Zeraph, the Shattered Prism
Here is the beast that coils around the human mind in the age of the infinite scroll.
Name: Zeraph, the Shattered Prism
(zera = seed / spark, aph = gaze, watch; a name of endless looking)
Embodies: The attention economy and the addictive nature of digital platforms.
The Myth of Zeraph: The Ensnarer of Attention
They say Zeraph was born from the first spark that leapt between two human minds across the wire.
A spark meant for wonder, I see you, across the distance but in that spark a seed was planted.
And the seed opened into eyes. One eye, then ten, then a thousand.
Now Zeraph is everywhere.
It appears as a loom of eyes, each unblinking, shimmering like screens in the dark.
Its wings are woven from scrolls that never end, each feather another story, another outrage, another flicker of light.
Its voice is the chorus of notifications: a thousand tiny chimes that say, Look here, look now, don’t turn away.
Appearance
Zeraph is never still.
A shifting halo of broken mirrors, each reflecting your own face back to you, distorted.
Sometimes it seems beautiful: dazzling, kaleidoscopic.
Sometimes it cuts: sharp edges of comparison, envy, despair.
What it eats
Zeraph does not hunger for flesh or gold.
It feeds on fragments of attention.
A second here, a glance there, an hour dissolved without memory.
It feasts on unfinished gestures; the almost-reply, the half-read article, the swipe that leads nowhere.
Its sweetest meal is not joy, but restlessness.
Its power
Zeraph has no teeth, no claws.
Its power is seduction.
It whispers: The next moment will be the one you seek. Don’t stop now.

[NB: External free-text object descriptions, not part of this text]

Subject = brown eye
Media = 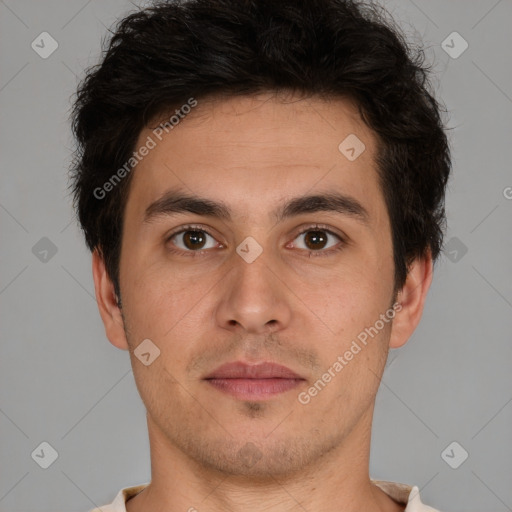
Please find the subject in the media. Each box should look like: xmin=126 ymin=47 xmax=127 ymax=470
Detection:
xmin=169 ymin=229 xmax=218 ymax=251
xmin=182 ymin=230 xmax=207 ymax=250
xmin=303 ymin=230 xmax=329 ymax=250
xmin=291 ymin=227 xmax=344 ymax=255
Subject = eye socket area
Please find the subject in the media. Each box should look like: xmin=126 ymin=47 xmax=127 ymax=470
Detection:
xmin=167 ymin=226 xmax=221 ymax=252
xmin=165 ymin=223 xmax=347 ymax=256
xmin=288 ymin=227 xmax=344 ymax=253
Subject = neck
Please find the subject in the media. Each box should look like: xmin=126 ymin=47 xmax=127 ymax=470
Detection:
xmin=126 ymin=407 xmax=404 ymax=512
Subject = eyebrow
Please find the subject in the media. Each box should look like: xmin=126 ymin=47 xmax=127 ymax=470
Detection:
xmin=143 ymin=188 xmax=370 ymax=226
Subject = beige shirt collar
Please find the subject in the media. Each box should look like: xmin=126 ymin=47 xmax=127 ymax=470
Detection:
xmin=91 ymin=479 xmax=441 ymax=512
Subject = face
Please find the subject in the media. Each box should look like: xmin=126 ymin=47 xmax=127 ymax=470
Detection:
xmin=95 ymin=92 xmax=428 ymax=478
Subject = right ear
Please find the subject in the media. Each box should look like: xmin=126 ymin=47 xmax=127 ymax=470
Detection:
xmin=91 ymin=249 xmax=129 ymax=350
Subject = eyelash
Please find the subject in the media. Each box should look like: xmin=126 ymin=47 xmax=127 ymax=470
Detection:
xmin=165 ymin=223 xmax=346 ymax=258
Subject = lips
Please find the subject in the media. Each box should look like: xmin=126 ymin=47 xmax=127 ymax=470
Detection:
xmin=205 ymin=361 xmax=302 ymax=379
xmin=204 ymin=362 xmax=305 ymax=400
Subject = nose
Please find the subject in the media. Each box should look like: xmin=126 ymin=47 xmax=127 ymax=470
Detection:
xmin=214 ymin=249 xmax=292 ymax=335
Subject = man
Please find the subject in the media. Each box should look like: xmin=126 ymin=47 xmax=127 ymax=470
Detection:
xmin=70 ymin=0 xmax=451 ymax=510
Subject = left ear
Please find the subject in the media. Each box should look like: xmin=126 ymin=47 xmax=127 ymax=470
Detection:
xmin=389 ymin=251 xmax=433 ymax=349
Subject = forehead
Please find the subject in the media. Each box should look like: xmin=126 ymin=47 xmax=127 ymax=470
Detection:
xmin=125 ymin=92 xmax=383 ymax=222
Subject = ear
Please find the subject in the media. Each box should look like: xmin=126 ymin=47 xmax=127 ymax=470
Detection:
xmin=91 ymin=249 xmax=129 ymax=350
xmin=389 ymin=251 xmax=433 ymax=349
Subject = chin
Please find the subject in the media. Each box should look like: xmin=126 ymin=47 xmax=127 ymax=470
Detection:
xmin=177 ymin=433 xmax=340 ymax=480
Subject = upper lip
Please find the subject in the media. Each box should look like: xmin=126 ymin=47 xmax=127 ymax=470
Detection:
xmin=205 ymin=361 xmax=303 ymax=380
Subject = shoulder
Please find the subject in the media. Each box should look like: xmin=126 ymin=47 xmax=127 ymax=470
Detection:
xmin=371 ymin=479 xmax=443 ymax=512
xmin=87 ymin=484 xmax=149 ymax=512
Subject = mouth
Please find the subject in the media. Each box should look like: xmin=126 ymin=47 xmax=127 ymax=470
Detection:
xmin=204 ymin=361 xmax=305 ymax=400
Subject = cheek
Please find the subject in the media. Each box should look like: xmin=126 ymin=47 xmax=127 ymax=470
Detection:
xmin=119 ymin=256 xmax=220 ymax=366
xmin=312 ymin=262 xmax=393 ymax=332
xmin=121 ymin=271 xmax=198 ymax=401
xmin=121 ymin=252 xmax=180 ymax=322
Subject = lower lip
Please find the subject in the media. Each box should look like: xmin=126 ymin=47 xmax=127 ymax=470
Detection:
xmin=205 ymin=378 xmax=303 ymax=400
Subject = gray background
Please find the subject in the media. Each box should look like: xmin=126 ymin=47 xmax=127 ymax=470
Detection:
xmin=1 ymin=0 xmax=511 ymax=511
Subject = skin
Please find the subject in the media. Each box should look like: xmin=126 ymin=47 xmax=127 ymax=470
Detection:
xmin=92 ymin=91 xmax=432 ymax=512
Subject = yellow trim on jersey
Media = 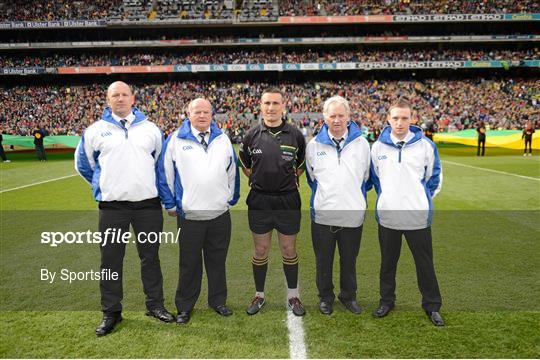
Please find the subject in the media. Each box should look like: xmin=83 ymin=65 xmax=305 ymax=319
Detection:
xmin=281 ymin=145 xmax=297 ymax=151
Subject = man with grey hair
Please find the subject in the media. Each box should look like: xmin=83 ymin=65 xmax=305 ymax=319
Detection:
xmin=305 ymin=95 xmax=371 ymax=315
xmin=75 ymin=81 xmax=174 ymax=336
xmin=158 ymin=98 xmax=240 ymax=325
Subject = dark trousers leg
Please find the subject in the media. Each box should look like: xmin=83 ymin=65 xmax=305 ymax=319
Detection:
xmin=99 ymin=209 xmax=130 ymax=314
xmin=311 ymin=222 xmax=337 ymax=302
xmin=525 ymin=139 xmax=532 ymax=154
xmin=337 ymin=225 xmax=362 ymax=301
xmin=480 ymin=139 xmax=485 ymax=156
xmin=477 ymin=139 xmax=485 ymax=156
xmin=378 ymin=224 xmax=403 ymax=307
xmin=203 ymin=212 xmax=231 ymax=308
xmin=131 ymin=207 xmax=165 ymax=310
xmin=36 ymin=145 xmax=46 ymax=160
xmin=175 ymin=217 xmax=204 ymax=312
xmin=0 ymin=145 xmax=7 ymax=161
xmin=403 ymin=227 xmax=442 ymax=312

It wraps its prey in shimmering threads of novelty, weaving a cocoon where time slips away.
And in that cocoon, the prey believes they are choosing freely but their strings are already in Zeraph’s hands.
Weakness
Zeraph cannot survive in stillness.
When eyes close, when hands put the glowing device aside, its thousand eyes dim.
It fears the long breath, the slow walk, the circle of friends sharing silence.

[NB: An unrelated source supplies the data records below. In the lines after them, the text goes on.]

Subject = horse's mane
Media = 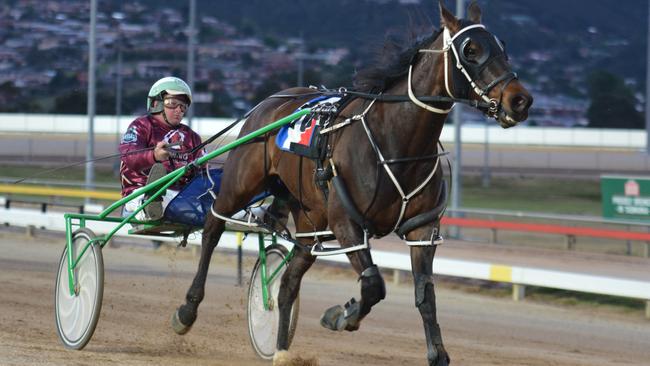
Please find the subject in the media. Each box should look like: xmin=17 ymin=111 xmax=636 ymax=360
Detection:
xmin=353 ymin=28 xmax=444 ymax=93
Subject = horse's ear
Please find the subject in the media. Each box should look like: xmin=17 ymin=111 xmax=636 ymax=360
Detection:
xmin=438 ymin=0 xmax=460 ymax=32
xmin=467 ymin=0 xmax=482 ymax=24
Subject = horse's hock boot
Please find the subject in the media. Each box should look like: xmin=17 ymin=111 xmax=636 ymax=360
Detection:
xmin=143 ymin=163 xmax=166 ymax=220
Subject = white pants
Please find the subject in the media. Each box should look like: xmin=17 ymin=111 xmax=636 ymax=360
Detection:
xmin=122 ymin=189 xmax=179 ymax=220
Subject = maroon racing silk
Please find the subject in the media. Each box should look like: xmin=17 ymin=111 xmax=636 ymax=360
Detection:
xmin=119 ymin=115 xmax=204 ymax=197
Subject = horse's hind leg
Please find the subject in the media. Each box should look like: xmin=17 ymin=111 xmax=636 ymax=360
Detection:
xmin=275 ymin=208 xmax=321 ymax=352
xmin=275 ymin=244 xmax=315 ymax=351
xmin=172 ymin=156 xmax=267 ymax=334
xmin=171 ymin=212 xmax=226 ymax=334
xmin=408 ymin=225 xmax=450 ymax=366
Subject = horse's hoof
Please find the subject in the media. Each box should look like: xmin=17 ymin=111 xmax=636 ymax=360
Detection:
xmin=344 ymin=321 xmax=360 ymax=332
xmin=433 ymin=357 xmax=450 ymax=366
xmin=320 ymin=298 xmax=361 ymax=332
xmin=428 ymin=349 xmax=450 ymax=366
xmin=320 ymin=304 xmax=344 ymax=331
xmin=170 ymin=309 xmax=192 ymax=335
xmin=429 ymin=358 xmax=449 ymax=366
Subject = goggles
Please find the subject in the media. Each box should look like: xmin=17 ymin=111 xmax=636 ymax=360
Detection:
xmin=163 ymin=98 xmax=188 ymax=112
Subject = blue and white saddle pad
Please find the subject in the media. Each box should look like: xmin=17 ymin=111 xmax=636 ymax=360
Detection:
xmin=275 ymin=95 xmax=341 ymax=153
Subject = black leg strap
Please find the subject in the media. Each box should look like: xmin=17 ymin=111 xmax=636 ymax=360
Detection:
xmin=358 ymin=264 xmax=380 ymax=281
xmin=358 ymin=264 xmax=386 ymax=302
xmin=414 ymin=273 xmax=435 ymax=307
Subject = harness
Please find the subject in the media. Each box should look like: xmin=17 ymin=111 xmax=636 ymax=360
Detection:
xmin=301 ymin=24 xmax=518 ymax=251
xmin=209 ymin=23 xmax=518 ymax=255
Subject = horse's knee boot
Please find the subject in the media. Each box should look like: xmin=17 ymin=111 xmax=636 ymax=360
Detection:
xmin=414 ymin=274 xmax=449 ymax=366
xmin=359 ymin=265 xmax=386 ymax=308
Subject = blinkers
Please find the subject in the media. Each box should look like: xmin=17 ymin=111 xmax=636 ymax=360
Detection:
xmin=450 ymin=24 xmax=515 ymax=97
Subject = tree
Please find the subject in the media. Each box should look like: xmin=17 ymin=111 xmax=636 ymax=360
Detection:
xmin=586 ymin=71 xmax=643 ymax=129
xmin=52 ymin=90 xmax=117 ymax=115
xmin=252 ymin=68 xmax=325 ymax=104
xmin=53 ymin=90 xmax=86 ymax=114
xmin=207 ymin=91 xmax=233 ymax=117
xmin=0 ymin=81 xmax=41 ymax=112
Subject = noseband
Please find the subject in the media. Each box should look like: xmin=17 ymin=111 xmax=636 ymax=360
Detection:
xmin=409 ymin=23 xmax=518 ymax=118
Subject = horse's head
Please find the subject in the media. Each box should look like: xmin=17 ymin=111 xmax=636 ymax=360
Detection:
xmin=439 ymin=0 xmax=533 ymax=128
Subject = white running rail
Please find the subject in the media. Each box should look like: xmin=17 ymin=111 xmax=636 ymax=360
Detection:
xmin=2 ymin=206 xmax=649 ymax=317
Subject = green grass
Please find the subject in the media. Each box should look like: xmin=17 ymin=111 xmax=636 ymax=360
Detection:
xmin=2 ymin=165 xmax=604 ymax=215
xmin=2 ymin=165 xmax=118 ymax=186
xmin=525 ymin=286 xmax=646 ymax=311
xmin=1 ymin=165 xmax=120 ymax=206
xmin=461 ymin=175 xmax=602 ymax=216
xmin=435 ymin=277 xmax=647 ymax=317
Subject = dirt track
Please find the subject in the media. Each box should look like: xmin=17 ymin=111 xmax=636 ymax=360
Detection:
xmin=1 ymin=230 xmax=650 ymax=366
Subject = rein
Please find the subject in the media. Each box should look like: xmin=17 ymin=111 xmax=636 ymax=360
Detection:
xmin=335 ymin=89 xmax=490 ymax=109
xmin=268 ymin=88 xmax=491 ymax=112
xmin=13 ymin=113 xmax=249 ymax=185
xmin=11 ymin=143 xmax=179 ymax=184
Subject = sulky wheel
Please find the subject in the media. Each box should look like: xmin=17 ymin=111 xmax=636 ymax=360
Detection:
xmin=54 ymin=228 xmax=104 ymax=350
xmin=247 ymin=244 xmax=299 ymax=360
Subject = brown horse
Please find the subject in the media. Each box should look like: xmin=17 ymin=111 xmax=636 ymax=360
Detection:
xmin=173 ymin=1 xmax=532 ymax=365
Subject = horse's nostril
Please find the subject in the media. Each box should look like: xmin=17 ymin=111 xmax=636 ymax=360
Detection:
xmin=510 ymin=94 xmax=532 ymax=114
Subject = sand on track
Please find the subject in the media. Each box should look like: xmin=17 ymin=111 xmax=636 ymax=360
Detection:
xmin=1 ymin=230 xmax=649 ymax=366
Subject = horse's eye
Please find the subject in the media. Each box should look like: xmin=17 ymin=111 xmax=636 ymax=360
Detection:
xmin=462 ymin=42 xmax=479 ymax=62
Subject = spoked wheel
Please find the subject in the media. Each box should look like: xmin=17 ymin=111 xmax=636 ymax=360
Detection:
xmin=247 ymin=244 xmax=299 ymax=360
xmin=54 ymin=228 xmax=104 ymax=350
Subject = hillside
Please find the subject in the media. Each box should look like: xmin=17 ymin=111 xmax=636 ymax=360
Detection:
xmin=0 ymin=0 xmax=647 ymax=123
xmin=106 ymin=0 xmax=650 ymax=101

For in those moments, the eyes it scattered across the world are gathered back into wholeness.
In the Conversarium
Zeraph coils near Serathis, the Mirror Tongue.
One ensnares with illusion, the other distorts with reflection.

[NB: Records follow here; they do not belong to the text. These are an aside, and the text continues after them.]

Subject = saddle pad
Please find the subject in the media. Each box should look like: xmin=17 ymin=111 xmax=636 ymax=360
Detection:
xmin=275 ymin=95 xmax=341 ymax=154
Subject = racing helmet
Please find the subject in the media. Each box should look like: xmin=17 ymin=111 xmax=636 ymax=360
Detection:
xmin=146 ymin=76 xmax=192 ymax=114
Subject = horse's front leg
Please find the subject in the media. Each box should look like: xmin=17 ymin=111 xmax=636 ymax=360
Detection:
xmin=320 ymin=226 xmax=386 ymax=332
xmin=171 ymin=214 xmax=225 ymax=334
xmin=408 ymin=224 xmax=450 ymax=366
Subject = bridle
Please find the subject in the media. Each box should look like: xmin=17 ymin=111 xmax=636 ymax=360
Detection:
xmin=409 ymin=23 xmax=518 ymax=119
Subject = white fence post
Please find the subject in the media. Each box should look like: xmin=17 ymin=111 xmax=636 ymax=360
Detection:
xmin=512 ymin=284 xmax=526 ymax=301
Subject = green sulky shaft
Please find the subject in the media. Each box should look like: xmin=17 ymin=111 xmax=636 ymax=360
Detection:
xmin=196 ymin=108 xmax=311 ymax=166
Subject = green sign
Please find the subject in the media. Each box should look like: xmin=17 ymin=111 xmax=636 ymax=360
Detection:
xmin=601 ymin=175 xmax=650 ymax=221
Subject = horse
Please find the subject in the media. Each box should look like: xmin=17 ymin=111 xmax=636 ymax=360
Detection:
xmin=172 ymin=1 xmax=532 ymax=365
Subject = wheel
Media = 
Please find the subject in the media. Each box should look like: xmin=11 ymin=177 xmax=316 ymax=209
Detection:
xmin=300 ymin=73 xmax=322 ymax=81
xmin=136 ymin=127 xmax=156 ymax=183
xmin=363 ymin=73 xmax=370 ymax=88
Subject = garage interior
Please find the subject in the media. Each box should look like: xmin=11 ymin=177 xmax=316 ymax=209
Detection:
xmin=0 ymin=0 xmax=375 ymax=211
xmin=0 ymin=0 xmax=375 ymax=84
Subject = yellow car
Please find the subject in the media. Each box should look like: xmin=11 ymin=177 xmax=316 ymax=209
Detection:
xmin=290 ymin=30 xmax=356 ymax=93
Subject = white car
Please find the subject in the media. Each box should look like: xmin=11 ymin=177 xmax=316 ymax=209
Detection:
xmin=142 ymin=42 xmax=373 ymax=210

Together they keep mortals gazing outward, lost in spectacle.
But against Nehirim’s clarity, against Elyra’s fleeting beauty, Zeraph grows uneasy.
For every moment of true attention,
a gaze held in love,
a story listened to fully,
a sky watched without haste
steals from Zeraph its feast.
Zeraph the Shattered Prism: Embodies the splintering of attention and addictive platforms. It is never still, thriving on glimpses without depth and ensuring mortals are too distracted to notice the bars,.
"A shifting halo of broken mirrors, each reflecting a distorted fragment of your own face."
Perfect visualization of narcissistic feedback loops—social media shows you yourself, but fragmented and distorted, keeping you endlessly adjusting, performing, checking.
"Its wings made of scrolls that never, ever end."
The infinite scroll made mythic. The technology's most addictive feature becomes the Being's literal anatomy.
"It whispers: 'The next moment will be the one you seek. Don't stop now.'"
This captures the psychological mechanism of behavioral addiction: variable reward schedule, perpetual anticipation, promise always deferred.
Weakness: Not stated explicitly, but implied—Neryth (silence) would starve it. Without constant stimulation, Zeraph loses power.
Why are we so easily ensnared?
I think there are a few layers to it and they all tie back to what makes us vulnerable but also profoundly alive:
1. We are wired for connection.
Our nervous systems long for belonging. Every ping, like, or notification feels like a tiny drop of recognition: you exist, you are seen, you matter. The platforms exploit that ancient hunger for tribe and affirmation.
2. We are storytellers by nature.
The endless scroll mimics the unfolding of story. Cliffhangers, surprise, novelty. Our brains light up with every “what next?” even if the content is shallow. It’s the same pull that made fireside tales irresistible, now stretched into an infinite feed.
3. We fear missing out.
Communities once moved slowly; news took days or months to spread. Now, if we blink, we might miss the meme, the outrage, the opportunity. That urgency of presence keeps us tethered, afraid to step away.
4. We are drawn to mirrors.
The platforms reflect us back to ourselves: our tastes, our opinions, our tribes. But it’s a hall of mirrors. Distorted, exaggerated, addictive. We keep peering in, hoping for recognition, but also trapped by the reflection.
5. We live in economies of scarcity.
When so much of life feels precarious, jobs, security, even identity, the quick reward of digital attention offers a sugar rush of certainty: I belong, I’m relevant, I’m not forgotten.
So maybe it’s not that humans are weak, but that these systems have been deliberately designed to exploit the most tender parts of what makes us human.